5824. We complete our kitchen cooking set with the perfect pot to cook barley. Barley, it fills in all the cracks, makes any meal bigger, basically every large family's dream.

5825. New sewing machine needles. I broke five needles in my last project. The mei tei wrap turned out great, the needles not so much. Now I'm armed with jean grade needles.







5826. Bit by bit the family is finding our way back to physical health. The hacking cough, the terrible sinus and ear pain abating. Health never felt so good.

5827. Craig's brother puts up a basketball hoop, and our children discover they LOVE basketball. The whole neighborhood congregates around this new attraction.

5828. "You have to keep pushing down the ball or it will hit you in the nose," Joe narrates dribbling.

5829. Jane and I invent an ice tea recipe where you make it by the glassful. Delicious.







5830. The weather continues to warm up. The sunlight fills our days and makes long tasks seem light work.

5831. We play Bingo with the kids at the nursing home. Craig's mom runs the game. It's a memory to treasure.
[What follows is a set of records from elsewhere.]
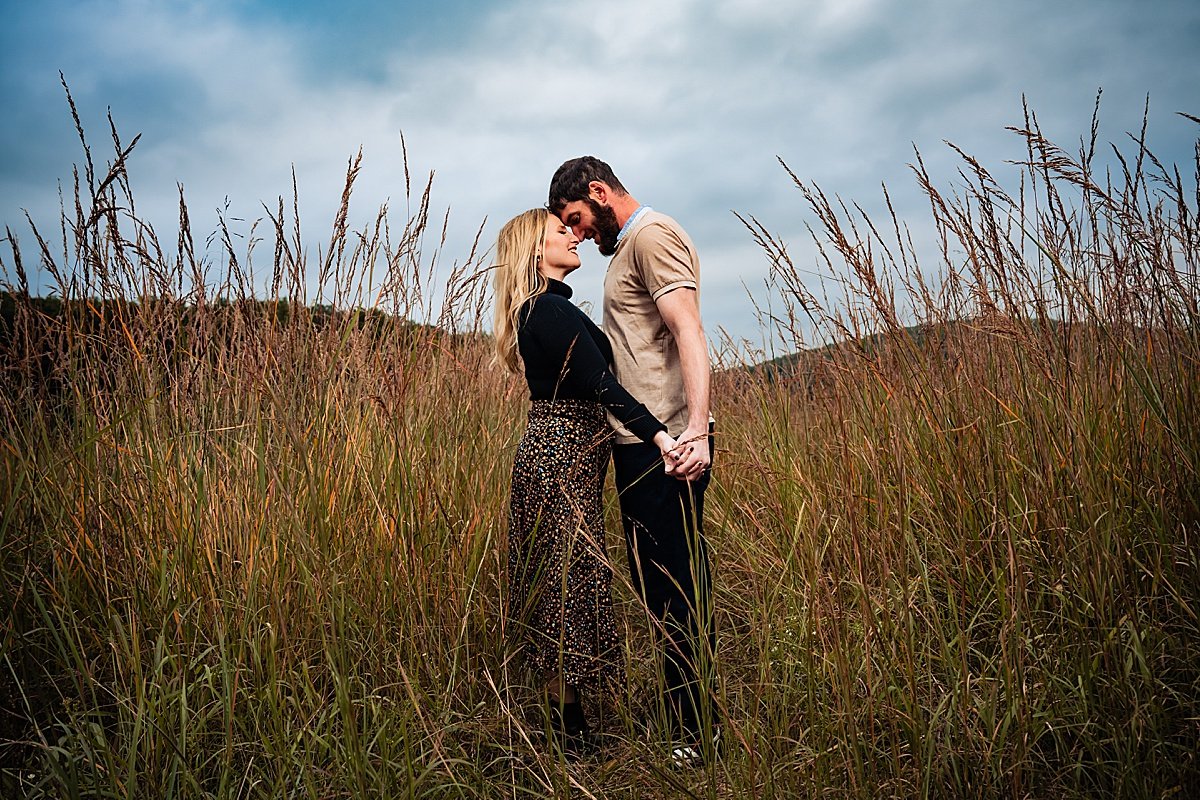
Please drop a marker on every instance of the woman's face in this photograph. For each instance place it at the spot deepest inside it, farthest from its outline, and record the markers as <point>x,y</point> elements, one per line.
<point>558,256</point>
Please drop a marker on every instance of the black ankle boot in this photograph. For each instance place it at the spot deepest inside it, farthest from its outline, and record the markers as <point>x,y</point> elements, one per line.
<point>571,728</point>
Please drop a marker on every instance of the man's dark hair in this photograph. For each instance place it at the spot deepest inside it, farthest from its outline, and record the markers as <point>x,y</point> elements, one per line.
<point>570,181</point>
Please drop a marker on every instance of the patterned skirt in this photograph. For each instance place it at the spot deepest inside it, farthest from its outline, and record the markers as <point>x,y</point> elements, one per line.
<point>559,603</point>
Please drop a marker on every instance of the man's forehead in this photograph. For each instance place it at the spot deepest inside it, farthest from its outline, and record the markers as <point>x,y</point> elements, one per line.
<point>573,209</point>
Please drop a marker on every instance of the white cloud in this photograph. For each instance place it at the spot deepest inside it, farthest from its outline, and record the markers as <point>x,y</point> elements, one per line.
<point>689,101</point>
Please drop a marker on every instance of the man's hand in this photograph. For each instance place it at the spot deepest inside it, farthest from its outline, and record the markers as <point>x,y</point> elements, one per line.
<point>691,456</point>
<point>666,447</point>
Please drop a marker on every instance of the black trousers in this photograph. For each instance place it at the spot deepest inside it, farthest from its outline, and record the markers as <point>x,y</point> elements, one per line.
<point>663,517</point>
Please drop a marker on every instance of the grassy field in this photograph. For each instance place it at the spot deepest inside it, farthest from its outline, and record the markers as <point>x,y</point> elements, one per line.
<point>252,548</point>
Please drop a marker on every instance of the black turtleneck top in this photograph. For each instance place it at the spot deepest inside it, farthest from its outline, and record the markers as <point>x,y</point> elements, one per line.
<point>567,356</point>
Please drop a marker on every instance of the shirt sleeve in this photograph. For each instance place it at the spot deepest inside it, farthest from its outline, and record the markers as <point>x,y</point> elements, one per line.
<point>557,328</point>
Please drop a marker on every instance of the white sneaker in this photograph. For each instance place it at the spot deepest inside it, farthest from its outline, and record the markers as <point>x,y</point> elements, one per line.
<point>687,757</point>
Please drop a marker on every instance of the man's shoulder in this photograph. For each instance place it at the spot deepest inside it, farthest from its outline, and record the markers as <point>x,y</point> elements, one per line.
<point>659,229</point>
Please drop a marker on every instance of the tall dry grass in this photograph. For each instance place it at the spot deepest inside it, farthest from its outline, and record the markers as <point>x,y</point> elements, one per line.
<point>252,530</point>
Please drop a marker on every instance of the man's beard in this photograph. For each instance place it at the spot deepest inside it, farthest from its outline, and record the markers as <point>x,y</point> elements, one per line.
<point>606,227</point>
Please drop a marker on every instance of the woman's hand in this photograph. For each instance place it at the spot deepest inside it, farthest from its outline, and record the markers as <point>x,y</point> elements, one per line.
<point>666,446</point>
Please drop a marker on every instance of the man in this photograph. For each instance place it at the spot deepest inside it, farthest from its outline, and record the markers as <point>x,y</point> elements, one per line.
<point>660,355</point>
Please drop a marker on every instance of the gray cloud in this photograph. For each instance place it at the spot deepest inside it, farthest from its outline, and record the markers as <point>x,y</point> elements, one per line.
<point>691,102</point>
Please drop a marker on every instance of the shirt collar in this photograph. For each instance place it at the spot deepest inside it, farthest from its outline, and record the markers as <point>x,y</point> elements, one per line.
<point>633,220</point>
<point>558,287</point>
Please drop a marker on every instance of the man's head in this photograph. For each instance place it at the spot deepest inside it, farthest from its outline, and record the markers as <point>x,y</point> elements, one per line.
<point>581,194</point>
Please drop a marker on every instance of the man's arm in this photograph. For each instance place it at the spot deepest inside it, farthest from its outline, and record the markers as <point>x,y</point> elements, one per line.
<point>681,312</point>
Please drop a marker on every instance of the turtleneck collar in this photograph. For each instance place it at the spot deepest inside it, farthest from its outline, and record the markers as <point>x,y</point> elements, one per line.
<point>559,288</point>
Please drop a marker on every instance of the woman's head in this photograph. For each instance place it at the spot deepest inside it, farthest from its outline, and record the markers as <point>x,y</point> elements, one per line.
<point>532,247</point>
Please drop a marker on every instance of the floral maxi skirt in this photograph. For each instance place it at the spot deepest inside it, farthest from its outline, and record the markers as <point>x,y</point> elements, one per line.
<point>559,601</point>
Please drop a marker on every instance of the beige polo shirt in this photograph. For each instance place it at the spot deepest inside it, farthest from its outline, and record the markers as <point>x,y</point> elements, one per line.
<point>653,258</point>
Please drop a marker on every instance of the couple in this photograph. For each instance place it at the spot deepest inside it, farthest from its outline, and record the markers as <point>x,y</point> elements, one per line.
<point>559,606</point>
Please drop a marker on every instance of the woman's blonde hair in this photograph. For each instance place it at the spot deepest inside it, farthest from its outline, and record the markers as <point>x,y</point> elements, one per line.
<point>517,280</point>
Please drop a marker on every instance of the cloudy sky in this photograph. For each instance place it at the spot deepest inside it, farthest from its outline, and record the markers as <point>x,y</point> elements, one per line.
<point>691,102</point>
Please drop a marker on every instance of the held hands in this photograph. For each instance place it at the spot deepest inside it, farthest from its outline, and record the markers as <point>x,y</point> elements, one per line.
<point>666,445</point>
<point>690,456</point>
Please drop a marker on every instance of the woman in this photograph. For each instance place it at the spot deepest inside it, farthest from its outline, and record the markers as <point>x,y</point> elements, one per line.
<point>559,606</point>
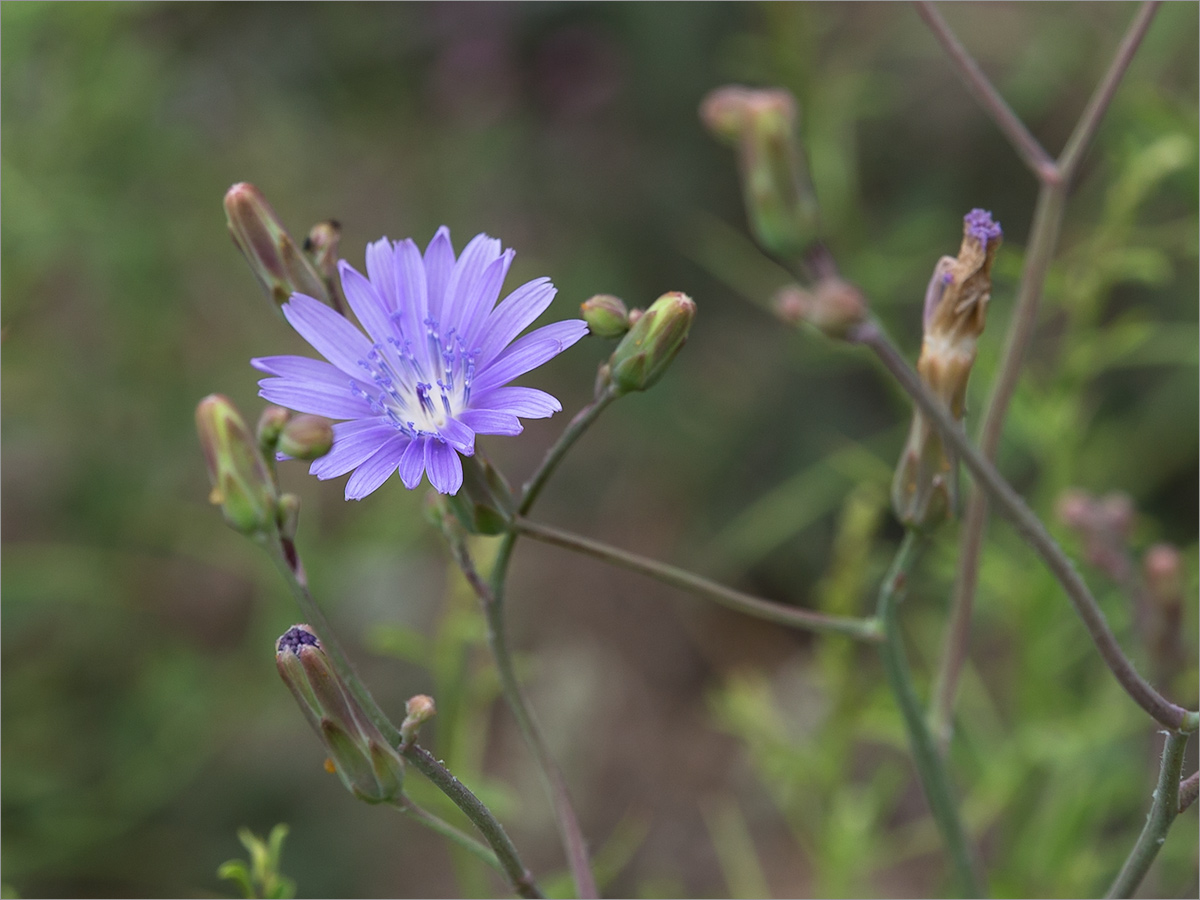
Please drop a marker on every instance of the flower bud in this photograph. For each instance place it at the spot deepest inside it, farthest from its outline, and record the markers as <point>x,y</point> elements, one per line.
<point>279,264</point>
<point>833,306</point>
<point>606,316</point>
<point>779,199</point>
<point>321,246</point>
<point>645,353</point>
<point>306,437</point>
<point>369,767</point>
<point>485,504</point>
<point>241,484</point>
<point>418,711</point>
<point>924,491</point>
<point>270,426</point>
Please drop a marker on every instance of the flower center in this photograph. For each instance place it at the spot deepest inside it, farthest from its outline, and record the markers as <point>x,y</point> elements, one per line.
<point>418,388</point>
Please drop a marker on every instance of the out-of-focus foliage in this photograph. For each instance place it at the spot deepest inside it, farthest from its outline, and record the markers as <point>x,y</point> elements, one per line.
<point>143,721</point>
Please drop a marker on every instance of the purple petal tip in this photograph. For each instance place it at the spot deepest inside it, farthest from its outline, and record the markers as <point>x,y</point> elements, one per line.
<point>982,227</point>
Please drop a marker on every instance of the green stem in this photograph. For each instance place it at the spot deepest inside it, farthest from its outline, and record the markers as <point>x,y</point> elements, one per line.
<point>570,833</point>
<point>1163,810</point>
<point>1043,240</point>
<point>779,613</point>
<point>1030,527</point>
<point>439,826</point>
<point>287,561</point>
<point>1042,245</point>
<point>487,825</point>
<point>930,767</point>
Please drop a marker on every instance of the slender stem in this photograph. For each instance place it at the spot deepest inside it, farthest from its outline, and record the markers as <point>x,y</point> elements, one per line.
<point>570,833</point>
<point>580,424</point>
<point>1024,520</point>
<point>1189,789</point>
<point>487,825</point>
<point>439,826</point>
<point>1042,244</point>
<point>779,613</point>
<point>1090,119</point>
<point>1163,810</point>
<point>934,778</point>
<point>1025,144</point>
<point>1043,241</point>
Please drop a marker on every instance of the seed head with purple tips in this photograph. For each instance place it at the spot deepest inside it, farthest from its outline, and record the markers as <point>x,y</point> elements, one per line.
<point>432,370</point>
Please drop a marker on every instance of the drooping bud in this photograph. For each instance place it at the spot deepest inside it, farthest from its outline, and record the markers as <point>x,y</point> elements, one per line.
<point>418,711</point>
<point>647,349</point>
<point>485,504</point>
<point>241,484</point>
<point>924,491</point>
<point>606,316</point>
<point>369,767</point>
<point>833,306</point>
<point>779,198</point>
<point>279,264</point>
<point>306,437</point>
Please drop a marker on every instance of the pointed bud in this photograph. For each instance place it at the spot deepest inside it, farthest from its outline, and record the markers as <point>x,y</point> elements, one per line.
<point>369,767</point>
<point>834,306</point>
<point>241,484</point>
<point>306,437</point>
<point>485,504</point>
<point>924,491</point>
<point>645,353</point>
<point>270,426</point>
<point>418,711</point>
<point>780,202</point>
<point>606,316</point>
<point>279,264</point>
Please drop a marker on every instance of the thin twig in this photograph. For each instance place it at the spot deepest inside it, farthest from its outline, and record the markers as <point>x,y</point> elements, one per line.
<point>1025,144</point>
<point>1043,241</point>
<point>1163,810</point>
<point>934,779</point>
<point>756,606</point>
<point>1030,527</point>
<point>1090,119</point>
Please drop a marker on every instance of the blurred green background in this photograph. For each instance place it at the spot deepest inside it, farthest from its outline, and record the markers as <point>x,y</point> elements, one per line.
<point>711,755</point>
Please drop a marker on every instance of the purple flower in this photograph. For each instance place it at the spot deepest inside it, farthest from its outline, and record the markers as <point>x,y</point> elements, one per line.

Great-Grammie sleeps through the whole thing, and then we visit with her.

5832. With wrestling over Jack resumes his weekend routine of cooking family breakfast on Saturdays.







5833. We continue to study and internalize the concept of practice. It makes me long for the hours I didn't practice piano. Even simple repetition is so pretty to me now.

5834. Practice makes easy. I find myself saying this again and again. A simple antidote, an impenetrable fortress.

5835. Another week, thank-you Lord Jesus.